My little brother got home at 4am too, we drunk ate together. It was a kodak moment.
mom in a round about way told me to either donate my eggs or become a surrogate bcuz I need money.
She's doing shots in her underwear, a fur hat and mittens. I'm never coming home.
I'm sorry. We set two Christmas trees on fire. Also the neighbor's yard. Also ours.
I need to get skinnier so that I know when pregnancy scares are real...
My mind hurts. I feel like I drank sand yesterday.
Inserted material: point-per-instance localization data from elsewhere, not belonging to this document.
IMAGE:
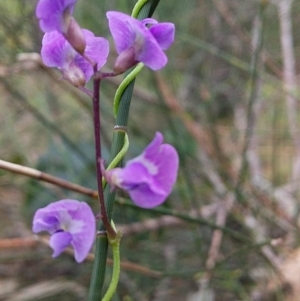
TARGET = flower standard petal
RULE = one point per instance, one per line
(121, 30)
(97, 50)
(148, 178)
(53, 14)
(59, 241)
(57, 52)
(135, 41)
(164, 34)
(69, 222)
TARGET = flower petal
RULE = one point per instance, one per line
(56, 50)
(148, 178)
(97, 49)
(151, 54)
(164, 33)
(51, 13)
(65, 219)
(59, 241)
(121, 30)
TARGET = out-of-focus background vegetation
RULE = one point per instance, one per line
(228, 101)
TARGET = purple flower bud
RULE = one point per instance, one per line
(57, 52)
(146, 38)
(148, 178)
(55, 14)
(69, 222)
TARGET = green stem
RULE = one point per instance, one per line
(127, 80)
(98, 273)
(117, 159)
(115, 246)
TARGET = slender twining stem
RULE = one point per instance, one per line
(97, 128)
(98, 275)
(115, 246)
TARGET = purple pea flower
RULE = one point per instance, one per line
(58, 52)
(55, 14)
(148, 178)
(69, 222)
(140, 41)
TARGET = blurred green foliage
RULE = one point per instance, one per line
(195, 101)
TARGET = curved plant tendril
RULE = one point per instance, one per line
(117, 159)
(120, 149)
(127, 80)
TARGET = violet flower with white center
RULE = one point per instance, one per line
(57, 52)
(55, 14)
(69, 222)
(140, 41)
(148, 178)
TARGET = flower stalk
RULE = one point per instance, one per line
(98, 273)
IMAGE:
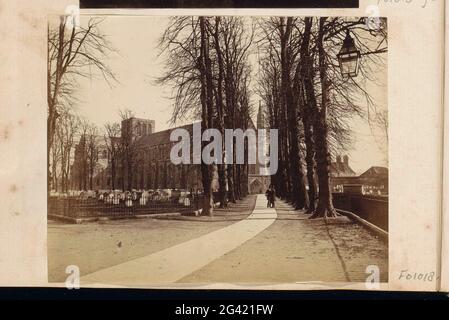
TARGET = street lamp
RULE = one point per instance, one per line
(349, 57)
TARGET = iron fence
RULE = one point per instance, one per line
(373, 209)
(79, 207)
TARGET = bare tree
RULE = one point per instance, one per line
(128, 149)
(66, 130)
(73, 52)
(92, 144)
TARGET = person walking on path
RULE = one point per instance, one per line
(270, 194)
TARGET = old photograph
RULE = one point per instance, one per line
(189, 150)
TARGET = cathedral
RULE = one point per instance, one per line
(144, 162)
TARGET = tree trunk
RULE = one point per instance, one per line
(306, 71)
(325, 207)
(207, 115)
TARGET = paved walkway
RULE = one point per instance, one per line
(174, 263)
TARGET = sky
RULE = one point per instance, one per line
(137, 64)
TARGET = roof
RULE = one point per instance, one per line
(161, 137)
(375, 171)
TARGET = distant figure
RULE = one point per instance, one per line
(270, 194)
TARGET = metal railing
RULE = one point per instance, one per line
(85, 207)
(373, 209)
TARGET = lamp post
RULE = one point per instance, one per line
(349, 57)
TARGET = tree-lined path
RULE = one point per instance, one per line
(174, 263)
(270, 246)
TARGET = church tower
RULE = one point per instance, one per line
(261, 120)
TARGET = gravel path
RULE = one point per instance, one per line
(297, 249)
(98, 245)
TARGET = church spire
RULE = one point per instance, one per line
(261, 117)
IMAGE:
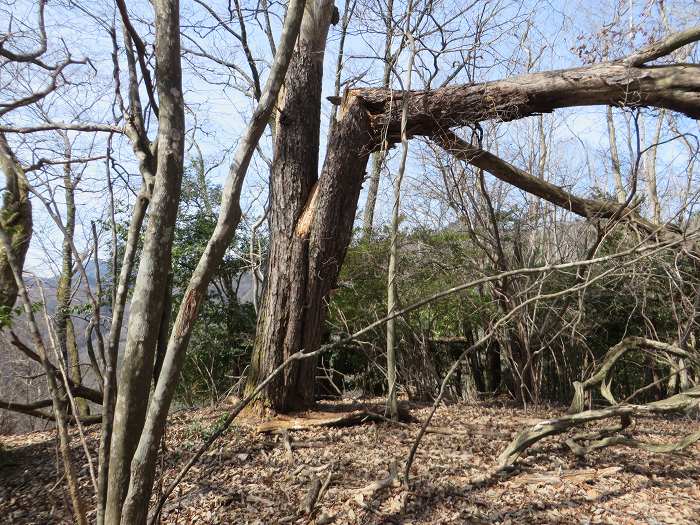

We have 10 gallons of home brew. And james has an amazonian blow dart weapon that sticks in bags and the wall. Come over
have the fact that the early bird is danced upon by the prettiest strippers be your motivation
You have plans tonight?
Stress crying into a bottle of long island ice tea mix...other than that nope
The EMT told me when I left the ER "I'd like to take off your pants again and inspect your package. Just not during a medical emergency..." We're hooking up tonight.
Points for getting a hot hook up after getting a shard of glass in your thigh. Almost makes it worth it.
There is a Victoria's Secret pageant on right now with Taylor Swift singing in lingerie. I didn't know a penis could get this erect.
Its like the floor is slow but life is fast?
I see you found the nyquil...
Typically a man doesn't buy a woman a drink in hopes of her laughing at his penis, but no one said I was normal.
so i was about to call you for your birthday but then i started making out with this guy... and i feel bad but i felt like you'd understand
I just snorted sandwich everywhere.
I hope it smells nice :)
IT DOESN'T BECAUSE I HAVE MEAT COMING OUT OF MY NOSE, DAMNIT.